Tap Into Empathy To Understand The Messaging That Resonates

B2B marketing doesn’t have the best reputation for originality: Despite having multiple trailblazers in the space pushing the limits of creativity, there are still roadblocks that prevent true connections with prospects and customers, whether it’s budget constraints or lack of internal buy-in. However, there is a shift emerging where marketers are realizing that outside of the business, people have lives that they need to understand and empathize with.

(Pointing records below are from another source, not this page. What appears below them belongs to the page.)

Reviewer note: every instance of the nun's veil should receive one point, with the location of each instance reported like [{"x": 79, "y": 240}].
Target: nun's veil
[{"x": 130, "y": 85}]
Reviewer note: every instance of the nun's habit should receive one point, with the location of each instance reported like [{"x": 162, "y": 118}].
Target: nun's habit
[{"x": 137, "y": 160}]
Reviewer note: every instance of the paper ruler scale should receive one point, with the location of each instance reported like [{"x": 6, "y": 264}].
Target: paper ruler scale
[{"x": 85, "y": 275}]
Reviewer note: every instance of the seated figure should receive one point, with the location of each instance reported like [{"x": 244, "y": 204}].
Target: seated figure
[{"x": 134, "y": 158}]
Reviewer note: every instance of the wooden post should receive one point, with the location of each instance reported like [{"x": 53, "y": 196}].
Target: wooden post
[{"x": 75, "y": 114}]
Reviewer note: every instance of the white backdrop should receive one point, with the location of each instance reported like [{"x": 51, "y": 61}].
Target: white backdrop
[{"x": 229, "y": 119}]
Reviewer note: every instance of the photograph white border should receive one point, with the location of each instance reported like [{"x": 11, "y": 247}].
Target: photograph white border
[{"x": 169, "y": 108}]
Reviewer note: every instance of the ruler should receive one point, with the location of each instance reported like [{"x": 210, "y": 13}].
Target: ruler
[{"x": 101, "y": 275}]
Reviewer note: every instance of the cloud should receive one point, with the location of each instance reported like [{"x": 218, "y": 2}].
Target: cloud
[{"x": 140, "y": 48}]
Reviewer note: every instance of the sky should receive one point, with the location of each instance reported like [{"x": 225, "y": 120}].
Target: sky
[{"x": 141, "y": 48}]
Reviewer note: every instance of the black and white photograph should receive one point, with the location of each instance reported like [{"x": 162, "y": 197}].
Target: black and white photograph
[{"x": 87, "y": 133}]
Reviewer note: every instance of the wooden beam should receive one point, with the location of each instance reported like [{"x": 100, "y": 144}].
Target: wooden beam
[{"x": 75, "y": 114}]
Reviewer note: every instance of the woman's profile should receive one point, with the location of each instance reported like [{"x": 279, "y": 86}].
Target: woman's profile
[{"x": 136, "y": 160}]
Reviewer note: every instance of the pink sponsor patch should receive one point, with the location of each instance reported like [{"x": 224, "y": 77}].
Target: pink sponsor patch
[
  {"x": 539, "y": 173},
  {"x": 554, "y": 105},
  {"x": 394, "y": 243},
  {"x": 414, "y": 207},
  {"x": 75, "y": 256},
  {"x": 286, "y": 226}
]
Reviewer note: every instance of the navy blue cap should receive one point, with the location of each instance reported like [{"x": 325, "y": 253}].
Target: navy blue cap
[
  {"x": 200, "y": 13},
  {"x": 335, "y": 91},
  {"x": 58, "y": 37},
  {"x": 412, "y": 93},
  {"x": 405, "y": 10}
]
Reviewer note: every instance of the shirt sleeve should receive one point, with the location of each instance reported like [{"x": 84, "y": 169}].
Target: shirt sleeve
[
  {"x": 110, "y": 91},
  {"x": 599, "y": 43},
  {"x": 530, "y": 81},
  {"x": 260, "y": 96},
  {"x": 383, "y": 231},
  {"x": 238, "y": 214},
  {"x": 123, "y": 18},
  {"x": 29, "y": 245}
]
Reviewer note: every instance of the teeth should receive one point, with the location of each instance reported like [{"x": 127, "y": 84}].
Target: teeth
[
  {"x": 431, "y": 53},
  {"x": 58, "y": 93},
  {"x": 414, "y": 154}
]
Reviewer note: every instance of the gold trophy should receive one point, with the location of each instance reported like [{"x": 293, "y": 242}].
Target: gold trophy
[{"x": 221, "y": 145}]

“When we don’t know what to do, we tend to fall back and assume people are rational,” said Oreizy. “Marketers often think, ‘If I feed my prospect more information about our features, solutions or choices, they’ll do the right thing in choosing our solution.’ But if we can think more irrationally about our customers, we can leverage all the research from leading academia to understand decision-making.”

She noted that there are four types of messaging practitioners can implement to connect with prospects”

  • Prevention messaging, which is the idea that some humans are more motivated by preventing a negative outcome;
  • ‘Game frame’ messaging, which focuses on educating our buyers and focus on understanding how our solutions can help them achieve more;
  • Promotion-focused messaging, which focuses on what prospects and customers can gain from using a particular product; and
  • Simplistic messaging, which focuses on removing the fluff and leveraging language, design or user experiences to make messaging easier to read and require less mental work.

“Behavioral science takes people’s emotions into account, as well as other environmental and social factors to help us understand which message framework to leverage,” continued Oreizy. “Again, we’re not as rational as we like to think, and we want to leverage our psychology to understand how people make decisions to push them toward our products or solutions.”

Conclusion

At its core, Oreizy’s message focused on accounting for the emotional, environmental and social factors that influence human behavior, rather than relying solely on providing more information or choices. She emphasized that decision-making processes are shaped by deep-seated biases and heuristics that have evolved over thousands of years, often leading us to make predictably irrational choices.

Oreizy’s insights on leveraging behavioral science in B2B marketing provide a powerful framework for understanding and influencing customer decisions. By recognizing that humans are not purely rational beings, marketers can move beyond simply offering more information and choices. Instead, they can tap into emotions, environmental cues and social factors to craft messaging that resonates on a deeper psychological level.